A news report the other day told of how some sniffer dogs – the kind that are used at airports to detect drugs – had accidentally been trained to detect talcum powder and not cocaine. Apparently, during the training of the dogs, the trainers had unwittingly been using the wrong kind of white powder. The result was that the poor canines ended out highly trained but useless.
It rather reminded me of Dr Martyn Lloyd-Jones’ report of C. Day Lewis’ autobiography. C. Day Lewis (not to be confused with C. S. Lewis) was Professor of Poetry at the University of Oxford, and was not a Christian. He received the finest education that the modern Western world could offer. The problem was that he did not find the experience liberating. Lewis wrote: ‘Each proposition advanced by Plato or Aristotle, Hume or Berkeley, Spinoza or Kant, seemed irrefutable till I read the opposite viewpoint. It appeared that of everything that was true, the opposite was true.’ In the end, he found it difficult to make up his mind about anything at all. He wrote: ‘It produced a mental state of doubt, uncertainty, scepticism and confusion, that made positive action almost impossible. Extreme doubt is like a thick fog.’ That is the sad point to which the modern approach to truth has led us. In the name of humility, we have embraced vagueness at best, and dogmatic relativism at worst.

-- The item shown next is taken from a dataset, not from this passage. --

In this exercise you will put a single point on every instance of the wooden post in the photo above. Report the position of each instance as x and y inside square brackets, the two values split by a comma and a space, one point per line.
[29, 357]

How refreshing, then, to turn to Christ’s promise to His people: ‘you will know the truth, and the truth will set you free’ (John 8:32). A little later He adds that ‘if the Son sets you free, you will be free indeed’ (John 8:36). This is a different world to that of the Mishnah or a modern university faculty. So much education these days is about learning more and more about less and less. In order to state the obvious, one must employ the latest sociological jargon. This is done to give the appearance of wisdom, and to disguise the paucity of thought.

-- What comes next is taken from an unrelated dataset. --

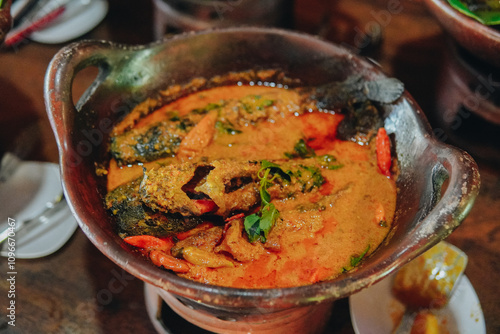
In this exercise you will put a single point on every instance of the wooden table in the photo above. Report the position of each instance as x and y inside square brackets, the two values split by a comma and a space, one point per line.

God is a God of truth. He can do all things, so much so that it is impossible for Him to lie (Heb.6:18; Tit.1:2). His Son, Jesus Christ, is not simply a teacher of the truth but is the truth (John 14:6). The Holy Spirit, who is the one who makes known salvation in the Son, is described as ‘the Spirit of truth’ (John 16:13). Christ can say of Scripture as the Word of God: ‘Your word is truth’ (John 17:17). Outside is a world of falsehoods and delusions; inside is God’s revealed truth, what Simone Weil beautifully called ‘the radiant manifestation of reality’.
Today the very notion of truth is under fierce attack. The only thing that is true is that nothing is absolutely true. It is not that the train has run off the rails, but that there are no rails to run off. There is a studied vagueness about all of life – from school report cards to political speeches to the modern pulpit. Over the years, Fidel Castro has mastered the art of saying nothing at great length, but there are plenty of bureaucrats, journalists, educationists, and other experts who could run him a close second.
C. Day Lewis’ ‘thick fog’ is a malaise that permeates Western culture. Nothing else could explain the quite extraordinary popularity of Dan Brown’s The Da Vinci Code, with its thesis that ‘almost everything our fathers taught us about Christ is false.’ People have discarded the Bible as unscientific, and embraced the Da Vinci Code as high truth because it justifies immorality. The Christ of the Bible is supposedly not true, but the sacred feminine is high truth itself. In other words, Christian sexual ethics are no longer binding. It was the same with Ahab’s acceptance of Baal worship and his rejection of the true prophet Isaiah: ‘I hate him, for he never prophesies good concerning me, but evil’ (1 Kings 22:8). A concern for truth has nothing to do with it. It is just a case of rationalised misbehaviour.
So many believe in evolution, not because it is even faintly credible, but because it removes God from this world. Or they extol toleration because it means one can set aside more demanding issues like love and truth. We have become like those sniffer dogs – highly trained at missing the point. We easily imagine that we are pressing forward when we are only turning around. Is there any hope? One can only trust that Simone Weil got it right: ‘Christ likes us to prefer truth to him because, before being Christ, he is truth. If one turns aside from him to go to the truth, one will not go far before falling into his arms.’